Di dalam Minah al-Jalil (disebutakan) : dan Ibnu Arafah menegaskan bahwa orang yang meninggalkan puasa karena malas, diundur (hukumannya) karena dekatnya (waktu) Subuh sekadar niat. Lalu, jika ia tidak berniat maka ia dibunuh dengan pedang.
Dan di dalam Mathalib Uli an-Nuha (disebutkan) : Dan barang siapa meninggalkan zakat karena meremehkan, atau meninggalkan puasa, atau meninggalkan haji, maka ia dibunuh sebagai hukuman had bukan karena ia telah kafir.
Pendapat keempat, Bahwa orang tersebut telah kafir. Dan dengan inilah Sa’id bin Jubair berpendapat.
Ibnu Taimiyah mengatakan, “Adapun amal yang empat, maka mereka berbeda pendapat tentang orang yang meninggalkannya, dan kita katakan : Ahlu Sunnah sepakat bahwa seseorang tidak menjadi kafir karena dosa, namun yang kami kehendaki dengan dosa tersebut adalah kemaksiatan-kemaksiatan, seperti zina dan minum (khamer). Adapun pondasi-pondasi ini (pondasi bangunan Islam), maka tentang menjadi kafirnya orang yang meninggalkannya terdapat perdebatan yang masyhur (di kalangan para ulama), dan (riwayat) dari imam Ahmad : dalam hal tersebut terdapat perbedaan, dan salah satu dari beberapa riwayat dari beliau : (dikatakan) bahwa menjadi kafir orang yang meninggalkan satu dari bangunan Islam tersebut.
Dan ini adalah pilihan pendapat Abu Bakar dan sekelompok orang dari kalangan para sahabat imam Malik semisal Ibnu Habib. Dan dari imam Ahmad ada riwayat kedua, yaitu : Seseorang tidak menjadi kafir kecuali karena meninggalkan shalat dan zakat saja. Riwayat ketiga dari beliau : Seseorang tidak menjadi kafir kecuali karena meninggalkan shalat dan zakat apabila sang imam memerangi orang yang meninggalkannya. Riwayat keempat : Seseorang tidak menjadi kafir kecuali karena meninggalkan shalat. Riwayat kelima : seseorang tidak menjadi kafir karena meninggalkan sesuatu dari pondasi-pondasi tersebut.

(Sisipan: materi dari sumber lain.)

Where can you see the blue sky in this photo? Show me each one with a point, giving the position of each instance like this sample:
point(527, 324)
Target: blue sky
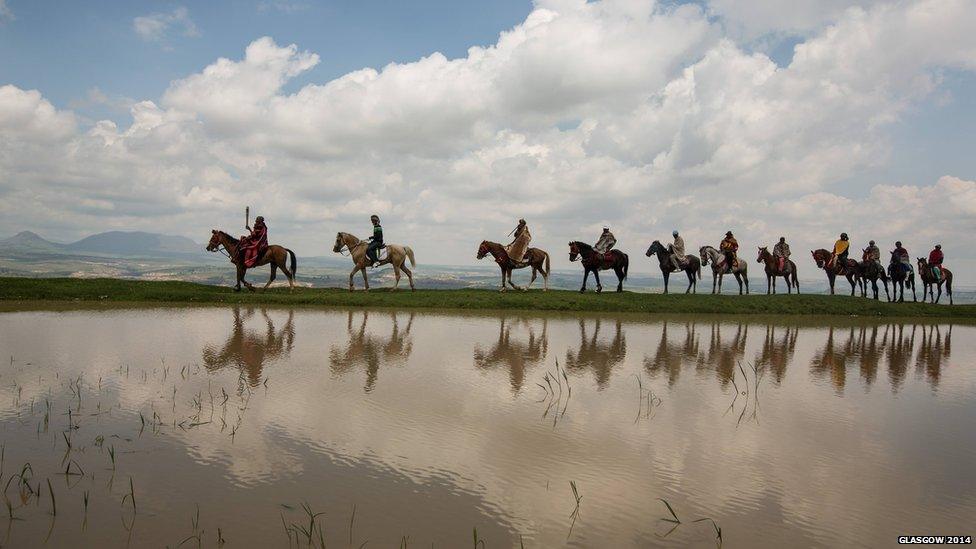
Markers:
point(648, 116)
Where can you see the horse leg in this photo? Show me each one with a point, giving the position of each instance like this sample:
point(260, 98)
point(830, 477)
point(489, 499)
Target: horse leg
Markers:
point(274, 271)
point(409, 274)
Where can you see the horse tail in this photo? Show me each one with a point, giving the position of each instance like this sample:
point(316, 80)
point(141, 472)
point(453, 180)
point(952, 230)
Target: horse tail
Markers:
point(294, 263)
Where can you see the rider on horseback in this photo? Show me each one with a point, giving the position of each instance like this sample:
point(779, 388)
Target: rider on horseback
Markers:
point(375, 241)
point(781, 251)
point(254, 245)
point(520, 244)
point(935, 262)
point(606, 242)
point(841, 247)
point(677, 251)
point(729, 247)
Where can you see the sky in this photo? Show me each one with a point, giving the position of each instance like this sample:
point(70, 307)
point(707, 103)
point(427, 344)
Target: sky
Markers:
point(451, 120)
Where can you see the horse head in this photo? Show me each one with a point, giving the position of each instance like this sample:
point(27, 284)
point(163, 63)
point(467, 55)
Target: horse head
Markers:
point(214, 243)
point(483, 249)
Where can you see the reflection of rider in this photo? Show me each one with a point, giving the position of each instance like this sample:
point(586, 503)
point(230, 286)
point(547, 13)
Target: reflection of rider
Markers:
point(520, 244)
point(606, 241)
point(729, 247)
point(375, 241)
point(781, 251)
point(935, 262)
point(841, 247)
point(677, 251)
point(253, 245)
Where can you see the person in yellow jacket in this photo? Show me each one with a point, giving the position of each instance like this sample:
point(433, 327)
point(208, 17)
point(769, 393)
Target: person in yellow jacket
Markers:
point(841, 247)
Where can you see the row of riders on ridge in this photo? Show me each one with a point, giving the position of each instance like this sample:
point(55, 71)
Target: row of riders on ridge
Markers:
point(252, 250)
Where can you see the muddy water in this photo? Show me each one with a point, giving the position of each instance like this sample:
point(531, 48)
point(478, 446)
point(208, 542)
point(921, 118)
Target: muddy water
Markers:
point(419, 428)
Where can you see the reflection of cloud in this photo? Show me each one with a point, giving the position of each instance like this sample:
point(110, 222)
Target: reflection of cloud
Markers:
point(250, 351)
point(368, 350)
point(513, 353)
point(596, 355)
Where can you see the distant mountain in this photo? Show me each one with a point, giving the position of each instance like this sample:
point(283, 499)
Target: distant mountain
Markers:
point(136, 244)
point(28, 242)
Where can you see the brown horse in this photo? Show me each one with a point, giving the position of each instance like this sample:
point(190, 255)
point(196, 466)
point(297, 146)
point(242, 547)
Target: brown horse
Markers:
point(928, 280)
point(692, 266)
point(276, 255)
point(772, 271)
point(593, 261)
point(849, 271)
point(534, 257)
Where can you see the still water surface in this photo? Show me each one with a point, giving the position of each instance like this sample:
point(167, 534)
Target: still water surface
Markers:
point(784, 432)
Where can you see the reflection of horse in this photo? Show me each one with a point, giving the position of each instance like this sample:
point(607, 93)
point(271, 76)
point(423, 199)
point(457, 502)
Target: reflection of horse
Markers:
point(594, 262)
point(534, 257)
point(777, 352)
point(670, 357)
point(691, 267)
point(514, 354)
point(849, 271)
point(368, 350)
point(276, 255)
point(719, 269)
point(928, 281)
point(595, 355)
point(250, 351)
point(396, 255)
point(772, 271)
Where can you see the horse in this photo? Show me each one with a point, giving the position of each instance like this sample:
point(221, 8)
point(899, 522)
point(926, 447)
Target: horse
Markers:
point(708, 253)
point(594, 261)
point(870, 270)
point(901, 275)
point(691, 267)
point(822, 258)
point(773, 271)
point(928, 280)
point(276, 255)
point(396, 255)
point(534, 257)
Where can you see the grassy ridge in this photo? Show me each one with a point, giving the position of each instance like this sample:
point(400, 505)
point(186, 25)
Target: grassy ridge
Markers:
point(131, 291)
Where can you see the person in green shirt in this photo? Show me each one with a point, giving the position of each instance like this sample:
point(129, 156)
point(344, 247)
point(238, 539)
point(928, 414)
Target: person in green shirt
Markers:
point(375, 241)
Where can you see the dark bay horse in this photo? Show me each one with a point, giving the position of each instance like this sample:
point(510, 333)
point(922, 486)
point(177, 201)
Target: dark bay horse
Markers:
point(692, 266)
point(870, 270)
point(276, 255)
point(849, 271)
point(593, 261)
point(772, 271)
point(901, 275)
point(534, 257)
point(928, 281)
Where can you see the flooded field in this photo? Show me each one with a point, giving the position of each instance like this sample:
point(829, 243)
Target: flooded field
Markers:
point(278, 427)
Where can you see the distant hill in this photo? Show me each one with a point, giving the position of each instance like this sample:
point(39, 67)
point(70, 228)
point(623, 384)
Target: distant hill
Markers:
point(28, 242)
point(136, 244)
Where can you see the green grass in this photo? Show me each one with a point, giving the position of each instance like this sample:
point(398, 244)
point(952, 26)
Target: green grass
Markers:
point(106, 290)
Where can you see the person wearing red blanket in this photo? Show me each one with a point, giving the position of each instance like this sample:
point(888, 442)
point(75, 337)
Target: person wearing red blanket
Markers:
point(253, 245)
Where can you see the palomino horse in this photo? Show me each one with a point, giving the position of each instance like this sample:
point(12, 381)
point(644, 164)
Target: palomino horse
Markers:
point(692, 266)
point(276, 255)
point(901, 275)
point(928, 280)
point(396, 255)
point(822, 258)
point(870, 270)
point(534, 257)
point(772, 271)
point(740, 271)
point(593, 261)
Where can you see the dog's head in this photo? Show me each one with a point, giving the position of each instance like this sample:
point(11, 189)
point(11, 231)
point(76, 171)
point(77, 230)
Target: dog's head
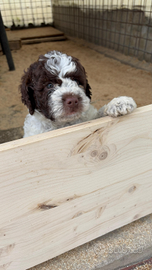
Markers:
point(56, 85)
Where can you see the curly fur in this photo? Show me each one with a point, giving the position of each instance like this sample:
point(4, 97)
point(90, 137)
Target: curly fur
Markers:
point(56, 92)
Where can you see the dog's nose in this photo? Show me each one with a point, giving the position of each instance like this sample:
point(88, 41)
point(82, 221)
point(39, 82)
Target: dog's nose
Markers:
point(71, 101)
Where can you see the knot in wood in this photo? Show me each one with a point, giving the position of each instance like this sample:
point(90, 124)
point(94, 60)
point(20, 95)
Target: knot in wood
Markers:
point(132, 189)
point(103, 155)
point(94, 153)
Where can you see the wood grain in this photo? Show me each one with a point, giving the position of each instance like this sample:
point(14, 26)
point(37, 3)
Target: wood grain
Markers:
point(66, 187)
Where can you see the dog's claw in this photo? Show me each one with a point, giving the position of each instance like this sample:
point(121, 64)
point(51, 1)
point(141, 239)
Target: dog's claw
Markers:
point(120, 106)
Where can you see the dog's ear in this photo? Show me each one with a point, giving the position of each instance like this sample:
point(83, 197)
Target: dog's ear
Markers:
point(88, 90)
point(27, 89)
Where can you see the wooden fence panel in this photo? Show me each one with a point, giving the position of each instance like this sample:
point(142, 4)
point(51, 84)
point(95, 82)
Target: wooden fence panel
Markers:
point(61, 189)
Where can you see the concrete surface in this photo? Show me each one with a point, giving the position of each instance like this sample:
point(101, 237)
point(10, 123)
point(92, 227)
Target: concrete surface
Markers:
point(123, 247)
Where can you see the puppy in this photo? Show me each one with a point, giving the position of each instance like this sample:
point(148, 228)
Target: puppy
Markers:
point(56, 92)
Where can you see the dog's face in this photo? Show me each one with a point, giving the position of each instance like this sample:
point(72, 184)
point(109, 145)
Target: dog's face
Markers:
point(56, 85)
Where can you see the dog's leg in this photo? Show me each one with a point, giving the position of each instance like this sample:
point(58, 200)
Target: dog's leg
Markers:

Dan pendapat-pendapat ini dikenal di kalangan salaf, al-Hakam bin Utaibah mengatakan : Barang siapa meninggalkan shalat secara sengaja, maka sungguh ia telah kafir. Barang siapa meninggalkan zakat dengan sengaja, maka sungguh ia telah kafir. Barang siapa meninggalkan haji secara sengaja, maka sungguh ia telah kafir. Barang siapa meninggalkan puasa Ramadhan secara sengaja, maka sungguh ia telah kafir.
Sa’id Ibnu Jubair mengatakan : Barang siapa meninggalkan shalat secara sengaja, maka sungguh ia telah kafir kepada Allah. Barang siapa meninggalkan zakat secara sengaja, maka sungguh ia telah kafir kepada Allah. Barang siapa meninggalkan puasa Ramadhan secara sengaja, maka sungguh ia telah kafir kepada Allah [13]
Barang kali saja argumentasinya adalah menyamakannya dengan shalat.
…
Apa dalil-dalil dari masing-masing pendapat di atas ?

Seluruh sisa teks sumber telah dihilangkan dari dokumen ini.